Reputation: 1277
I have the following undirected and unweighted graph and I want to measure the quality of the clustering algorithm. For this measurement I want the answer for the question:
How many unique edges are there between vertices of a single cluster?
For example: the cluster red
would have 6 edges, the cluster blue
would have 4 edges and the cluster green
would have 4 edges.
This is the code I used to generate the graph:
import networkx as nx
G = nx.Graph(directed=False).to_undirected()
G.add_edges_from([
("peter", "missy"),
("peter", "longfellow"),
("missy", "rhinehardt"),
("missy", "vivian"),
("brandon", "longfellow"),
("brandon", "zoe"),
("longfellow", "flash"),
("longfellow", "ox"),
("longfellow", "heather"),
("rhinehardt", "ox"),
("rhinehardt", "zostra"),
("rhinehardt", "vivian"),
("ox", "jenny"),
("vivian", "zostra"),
("vivian", "sarah"),
("flash", "zoe"),
("flash", "zostra"),
("flash", "heather"),
("zoe", "mathilda"),
("heather", "caitlyn"),
("heather", "sarah"),
("zostra", "mathilda"),
("zostra", "jenny"),
("sarah", "caitlyn"),
("caitlyn", "jenny")
])
Upvotes: 2
Views: 1749
Reputation: 35
The intra_community_edges
function mentioned by Sparky05 really only applies the Graph's size()
function to a subgraph. So assuming that the OP got the clusters in question from some function and that therefore the ids of the nodes will be available as some sort of iterable, you don't need to use the intra_community_edges
function (which has a slightly different use case) but can easily get the number of edges as follows:
nodes = ["caitlyn", "jenny", "zostra", "ox", "flash"]

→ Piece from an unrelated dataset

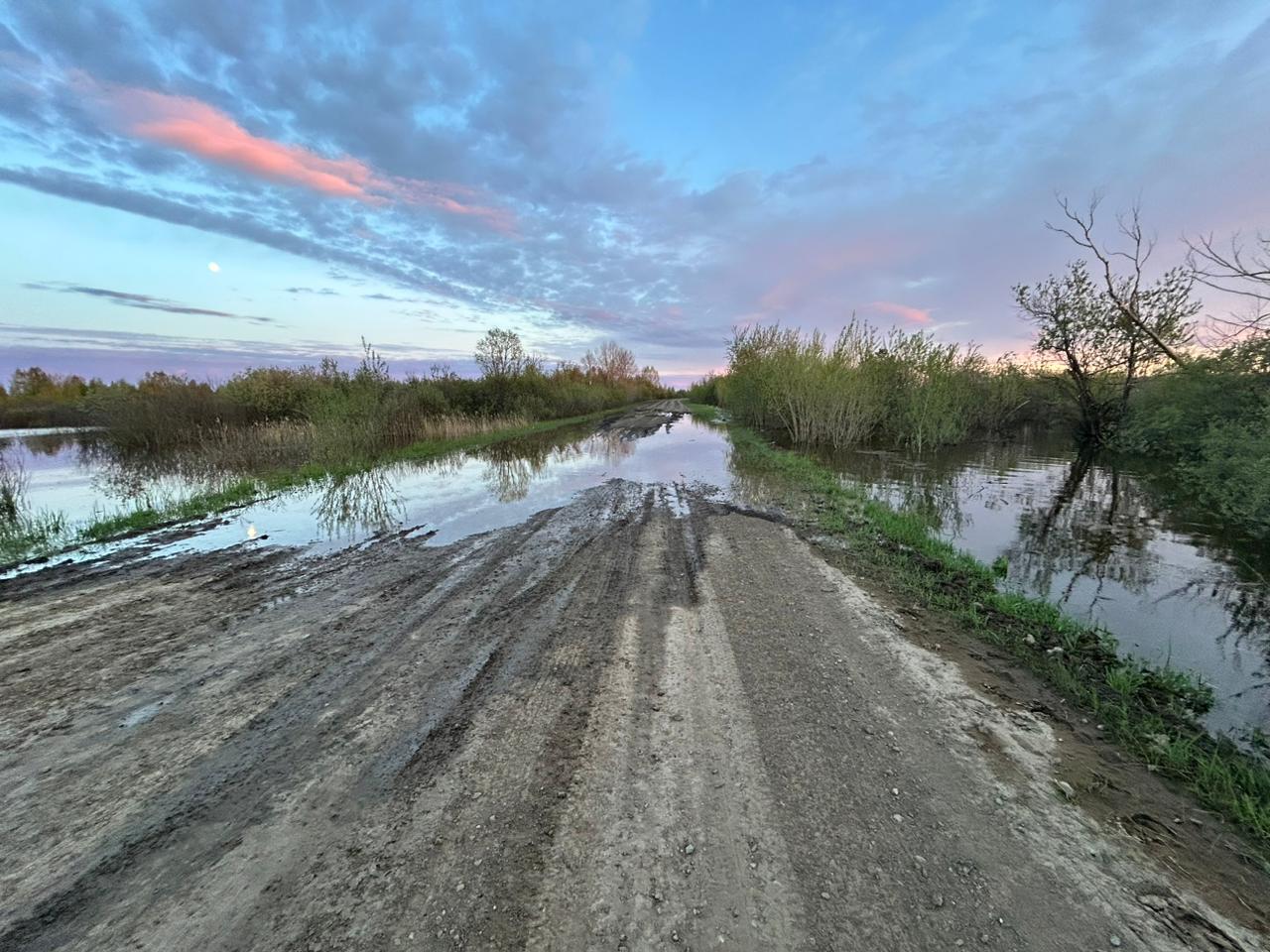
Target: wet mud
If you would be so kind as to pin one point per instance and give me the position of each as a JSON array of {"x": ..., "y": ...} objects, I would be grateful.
[{"x": 644, "y": 719}]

SG = nx.Graph(self.G.subgraph(nodes))
edgenos = SG.size()
Note that the nodes given to the subgraph()
function need to be identifiers of nodes existing in your original graph G
. Only then will the subraph automatically contain all edges from G
that have a source node as well as a target node present in nodes
.
The size()
function can also be used to give you the total sum of all the edge wheights in a weighted (sub)graph:
wheighted_egdenos = SG.size(weight='weightname') # 'weightname' needs to be the name of the edge property holding the edge's weight
See the networkx documentation for Graph.size.

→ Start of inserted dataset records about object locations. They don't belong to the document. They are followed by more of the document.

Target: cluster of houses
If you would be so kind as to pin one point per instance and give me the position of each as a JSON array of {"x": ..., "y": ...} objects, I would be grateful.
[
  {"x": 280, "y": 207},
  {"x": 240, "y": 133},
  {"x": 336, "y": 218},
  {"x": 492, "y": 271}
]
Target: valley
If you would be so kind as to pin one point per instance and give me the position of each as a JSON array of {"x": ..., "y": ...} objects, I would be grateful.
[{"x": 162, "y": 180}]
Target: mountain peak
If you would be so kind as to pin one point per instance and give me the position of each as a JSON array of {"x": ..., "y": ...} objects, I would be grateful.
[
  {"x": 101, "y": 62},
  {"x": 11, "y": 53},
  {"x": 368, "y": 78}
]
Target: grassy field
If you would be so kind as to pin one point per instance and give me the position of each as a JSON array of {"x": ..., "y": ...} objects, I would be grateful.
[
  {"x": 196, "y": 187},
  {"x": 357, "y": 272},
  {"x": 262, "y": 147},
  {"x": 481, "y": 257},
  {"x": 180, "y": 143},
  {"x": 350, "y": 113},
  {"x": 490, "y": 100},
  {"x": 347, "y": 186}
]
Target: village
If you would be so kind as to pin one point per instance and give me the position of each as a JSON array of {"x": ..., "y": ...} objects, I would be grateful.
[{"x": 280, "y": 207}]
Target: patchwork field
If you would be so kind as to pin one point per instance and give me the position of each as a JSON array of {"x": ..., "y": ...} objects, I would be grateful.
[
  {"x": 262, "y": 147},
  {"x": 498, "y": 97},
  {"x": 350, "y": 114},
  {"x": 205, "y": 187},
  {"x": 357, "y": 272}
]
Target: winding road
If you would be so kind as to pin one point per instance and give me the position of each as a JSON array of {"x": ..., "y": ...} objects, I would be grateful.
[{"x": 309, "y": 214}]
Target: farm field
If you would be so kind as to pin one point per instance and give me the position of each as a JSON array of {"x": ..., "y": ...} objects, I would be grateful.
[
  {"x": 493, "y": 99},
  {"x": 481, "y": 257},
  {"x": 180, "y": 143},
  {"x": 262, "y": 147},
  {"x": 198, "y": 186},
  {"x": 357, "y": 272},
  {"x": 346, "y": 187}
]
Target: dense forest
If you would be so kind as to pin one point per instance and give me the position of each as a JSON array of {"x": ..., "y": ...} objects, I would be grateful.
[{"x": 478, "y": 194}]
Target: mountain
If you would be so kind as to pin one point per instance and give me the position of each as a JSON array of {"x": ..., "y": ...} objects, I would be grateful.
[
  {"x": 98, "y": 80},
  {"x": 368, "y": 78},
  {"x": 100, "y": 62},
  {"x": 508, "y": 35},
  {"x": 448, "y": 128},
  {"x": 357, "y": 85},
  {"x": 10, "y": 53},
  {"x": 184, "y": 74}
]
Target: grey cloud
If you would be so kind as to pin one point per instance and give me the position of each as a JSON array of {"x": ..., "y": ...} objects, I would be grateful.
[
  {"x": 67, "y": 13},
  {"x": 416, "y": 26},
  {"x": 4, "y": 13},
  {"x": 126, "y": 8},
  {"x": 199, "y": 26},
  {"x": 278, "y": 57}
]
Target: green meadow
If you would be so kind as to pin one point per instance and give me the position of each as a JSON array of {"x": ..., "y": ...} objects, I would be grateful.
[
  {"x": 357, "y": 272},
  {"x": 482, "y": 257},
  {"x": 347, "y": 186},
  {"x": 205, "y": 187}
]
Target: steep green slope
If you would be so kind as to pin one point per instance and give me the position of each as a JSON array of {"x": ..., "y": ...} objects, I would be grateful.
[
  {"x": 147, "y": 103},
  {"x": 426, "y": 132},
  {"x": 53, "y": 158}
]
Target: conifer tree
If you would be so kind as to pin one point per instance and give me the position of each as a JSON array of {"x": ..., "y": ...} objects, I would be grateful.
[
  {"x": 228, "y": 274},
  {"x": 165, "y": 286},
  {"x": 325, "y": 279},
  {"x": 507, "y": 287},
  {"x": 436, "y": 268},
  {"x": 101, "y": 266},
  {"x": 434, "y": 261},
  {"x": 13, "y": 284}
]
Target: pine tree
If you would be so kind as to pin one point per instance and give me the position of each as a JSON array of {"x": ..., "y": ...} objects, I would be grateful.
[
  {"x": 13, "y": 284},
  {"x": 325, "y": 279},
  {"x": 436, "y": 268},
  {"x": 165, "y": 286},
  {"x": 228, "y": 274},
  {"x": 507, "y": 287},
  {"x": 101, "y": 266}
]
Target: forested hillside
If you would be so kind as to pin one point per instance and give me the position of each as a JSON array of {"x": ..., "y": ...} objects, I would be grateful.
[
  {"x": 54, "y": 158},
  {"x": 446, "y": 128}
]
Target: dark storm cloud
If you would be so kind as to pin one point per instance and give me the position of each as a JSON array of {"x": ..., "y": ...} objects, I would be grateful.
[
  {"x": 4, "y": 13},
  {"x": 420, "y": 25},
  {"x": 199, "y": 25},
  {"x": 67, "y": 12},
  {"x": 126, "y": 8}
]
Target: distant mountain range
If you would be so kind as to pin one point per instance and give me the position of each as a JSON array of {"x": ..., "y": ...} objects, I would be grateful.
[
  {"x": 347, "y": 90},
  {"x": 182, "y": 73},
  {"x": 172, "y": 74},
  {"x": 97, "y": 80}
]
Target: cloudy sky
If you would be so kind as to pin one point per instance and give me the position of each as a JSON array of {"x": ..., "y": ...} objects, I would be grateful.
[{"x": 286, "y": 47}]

(Sorry for making this a whole new answer, when it's only an elaboration of Sparky05's hint - I would have added a comment to the previous answer, but I didn't have enough reputation for it.)
Upvotes: 0
Reputation: 4892
You may also want to consider the quality measures offered by networkx: Measuring Partitions. It includes coverage, modularity, and performance.
If you take a look at the code, you will also find methods for intra_community_edges
and inter_community_edges
.
Upvotes: 1
Reputation: 1277
Example for the green cluster
# Original cluster
cluster = set(["caitlyn", "jenny", "zostra", "ox", "flash"])

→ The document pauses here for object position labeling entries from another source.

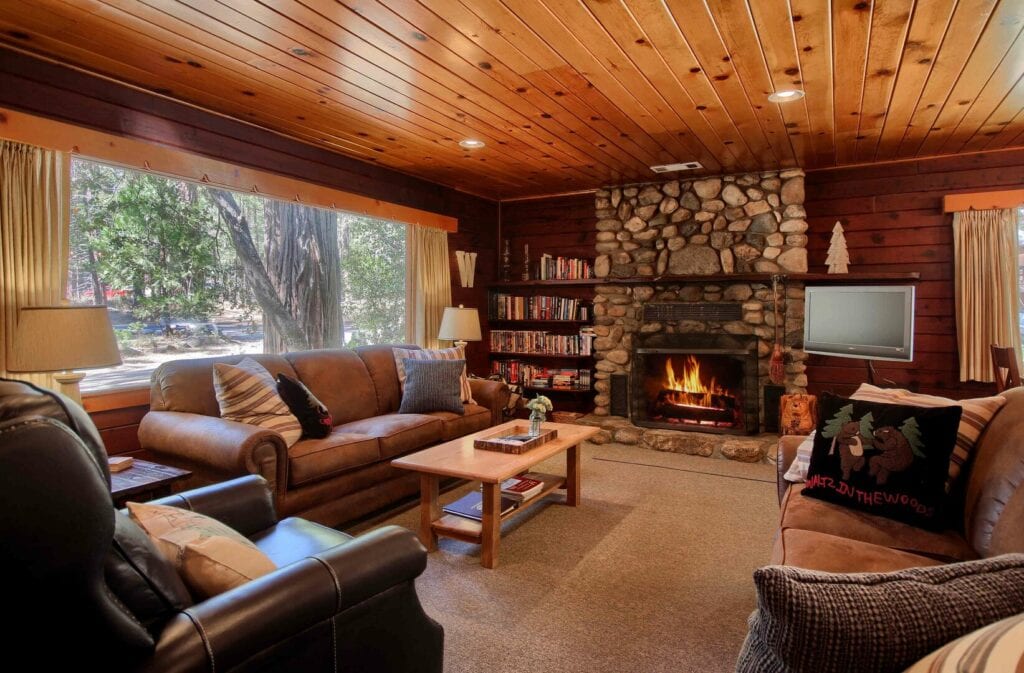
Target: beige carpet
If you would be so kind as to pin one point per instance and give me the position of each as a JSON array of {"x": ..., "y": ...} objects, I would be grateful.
[{"x": 651, "y": 572}]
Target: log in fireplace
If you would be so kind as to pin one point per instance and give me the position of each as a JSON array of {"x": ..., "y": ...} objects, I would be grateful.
[{"x": 704, "y": 382}]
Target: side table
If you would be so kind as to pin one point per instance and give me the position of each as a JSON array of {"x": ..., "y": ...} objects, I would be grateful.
[{"x": 144, "y": 480}]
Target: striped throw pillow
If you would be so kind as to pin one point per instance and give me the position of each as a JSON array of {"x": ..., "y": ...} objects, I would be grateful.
[
  {"x": 995, "y": 648},
  {"x": 977, "y": 413},
  {"x": 247, "y": 393},
  {"x": 456, "y": 352}
]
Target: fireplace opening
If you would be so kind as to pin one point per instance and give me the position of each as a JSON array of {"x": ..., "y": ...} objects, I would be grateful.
[{"x": 696, "y": 382}]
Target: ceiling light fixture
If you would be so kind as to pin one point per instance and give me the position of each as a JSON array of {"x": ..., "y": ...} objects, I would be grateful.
[{"x": 785, "y": 95}]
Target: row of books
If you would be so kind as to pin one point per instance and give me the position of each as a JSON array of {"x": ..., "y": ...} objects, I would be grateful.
[
  {"x": 512, "y": 307},
  {"x": 564, "y": 268},
  {"x": 542, "y": 342},
  {"x": 514, "y": 492},
  {"x": 529, "y": 375}
]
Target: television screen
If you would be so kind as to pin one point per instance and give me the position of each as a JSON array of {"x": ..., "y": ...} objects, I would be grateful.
[{"x": 875, "y": 323}]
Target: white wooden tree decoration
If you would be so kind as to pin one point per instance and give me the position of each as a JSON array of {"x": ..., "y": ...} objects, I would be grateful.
[{"x": 839, "y": 257}]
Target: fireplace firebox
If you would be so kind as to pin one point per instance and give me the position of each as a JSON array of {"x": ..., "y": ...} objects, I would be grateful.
[{"x": 697, "y": 382}]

# Searching for external vertices between two of cluster's vertices
# Can be more efficient if the inner loop starts from the current position
# of the outer loop
for u in cluster:
for v in cluster:
for between in list(nx.shortest_path(G, u, v)):
cluster.add(between)
# Create subgraph and count edges
subgraph = G.subgraph(list(cluster))
print(len(subgraph.edges()))
Upvotes: 1